Novel approaches to weight loss
More than 40% of emerging adults ages 18-25 meet criteria for overweight or obesity, with rates exceeding 50% in African-American and Hispanic / Latino emerging adults. Further, obesity during these years is associated with an increased risk of Type 2 diabetes, hypertension and hyperlipidemia.
Jessica LaRose, Ph.D., an assistant professor of Health Behavior and Policy in the Virginia Commonwealth University School of Medicine, believes the 18-to-25 age group is key to combating the obesity epidemic.
“We have obesity treatment programs that target children and adults but we do a poor job of transitioning from adolescence into early adulthood,” says LaRose, a clinical psychologist who specializes in behavioral and preventative medicine. “This is a critical time developmentally and effective intervention could reduce medical and economic consequences of obesity as this generation ages.”
LaRose is the principal investigator of “Low-Intensity Weight Loss for Young Adults: Autonomous vs. Extrinsic Motivation,” a five-year study funded by a $3.1 million grant from the National Institutes of Health. It is the first large-scale randomized controlled trial to investigate behavioral weight loss programs designed specifically for emerging adults.
The study will include 381 participants, ages 18 to 25 and with a body mass index of 25 to 45. Participants will spend six months in the behavioral weight loss program. The aim is to test the efficacy of novel lifestyle interventions that are designed to increase motivation for behavior change.

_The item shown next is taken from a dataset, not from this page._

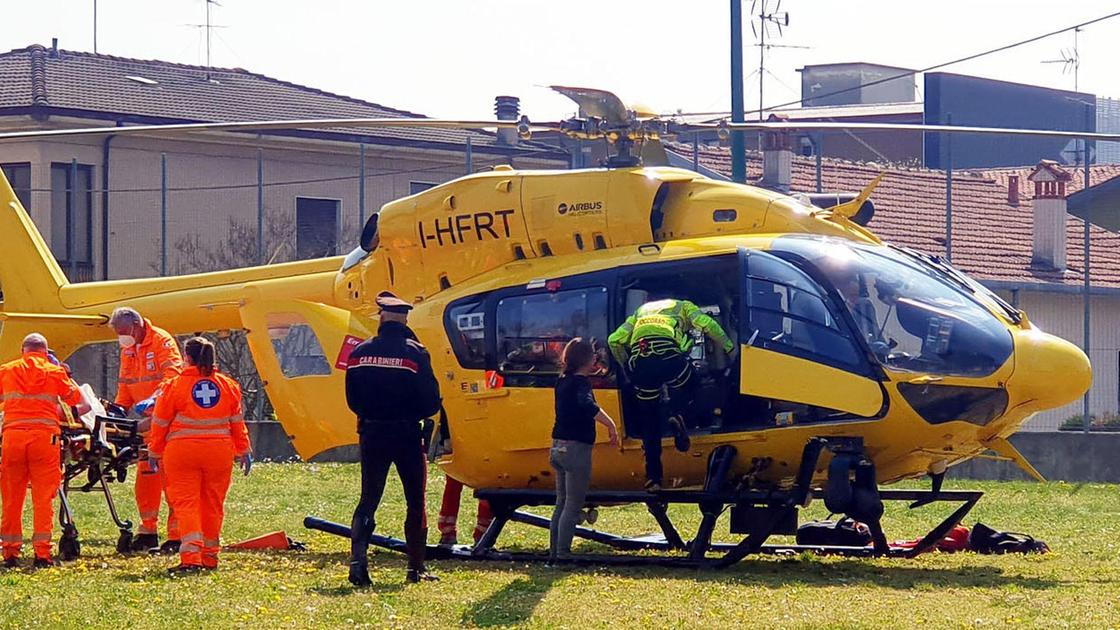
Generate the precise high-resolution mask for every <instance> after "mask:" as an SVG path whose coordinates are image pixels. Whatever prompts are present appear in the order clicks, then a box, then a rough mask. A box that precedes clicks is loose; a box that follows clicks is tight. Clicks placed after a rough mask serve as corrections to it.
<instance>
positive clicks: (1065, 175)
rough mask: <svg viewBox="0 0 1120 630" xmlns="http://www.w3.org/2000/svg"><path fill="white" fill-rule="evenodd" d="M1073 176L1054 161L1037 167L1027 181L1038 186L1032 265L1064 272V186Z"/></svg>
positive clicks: (1032, 238)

Participants in the REACH Trial will be randomly assigned to one of three groups. All the groups receive an evidence-based behavioral weight loss program that includes two in-person treatment sessions, followed by a technology driven platform where they receive their weekly treatment content and personalized feedback from their coach. Each participant will also receive a Bluetooth- and Wi-Fi-connected scale, which will allow coaches to monitor participants’ progress objectively and provide suggestions and support as needed.
The first group is the gold standard behavioral treatment adapted specifically for emerging adults, and serves as the base group against which the study will compare the efficacy of the other two approaches. It includes personalized dietary and physical activity goals and coaching, as well as evidence based behavioral strategies to navigate social, emotional and environmental challenges to weight loss.

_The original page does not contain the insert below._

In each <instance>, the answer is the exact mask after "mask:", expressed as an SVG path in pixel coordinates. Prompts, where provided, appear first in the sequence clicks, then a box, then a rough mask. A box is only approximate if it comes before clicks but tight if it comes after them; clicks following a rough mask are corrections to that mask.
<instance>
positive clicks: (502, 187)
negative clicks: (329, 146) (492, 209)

The second group will focus on promoting autonomous motivation based on self-determination theory. So what does that mean, exactly? LaRose says the focus is on motivating individuals to take control, partly by helping the participants decide what’s important to them and emphasizing those factors throughout the program to increase self-monitoring behaviors and weight loss. Participants in this group will also receive the option to attend various experiential group sessions in the community to help them achieve competency in their nutrition and activity behaviors.
The third group will promote extrinsic motivation, and is based on principles of learning theory and behavioral economics. Essentially, they will receive modest financial rewards for their performance, but not based solely on the end result of weight loss, says LaRose.
“We use small and variable incentives on a weekly basis that are linked to self-monitoring, with rewards for stepping on the scale and monitoring dietary intake at least four out of seven days,” she says. In addition, participants will be entered into a lottery for weight loss and their feedback will be framed to enhance the effects of these incentives.
After participants complete the six-month program, the study will follow up with them after an additional six months to see which group was most successful in maintaining weight loss. The study will also assess impact on cardiometabolic risk factors and examine whether there are participant characteristics that affect response to the interventions.
In addition, they will collect data on participant satisfaction and the cost of implementation to identify barriers and facilitators to real-world dissemination. “Hopefully we have positive results and the next step will be to test in a real-world setting,” says LaRose.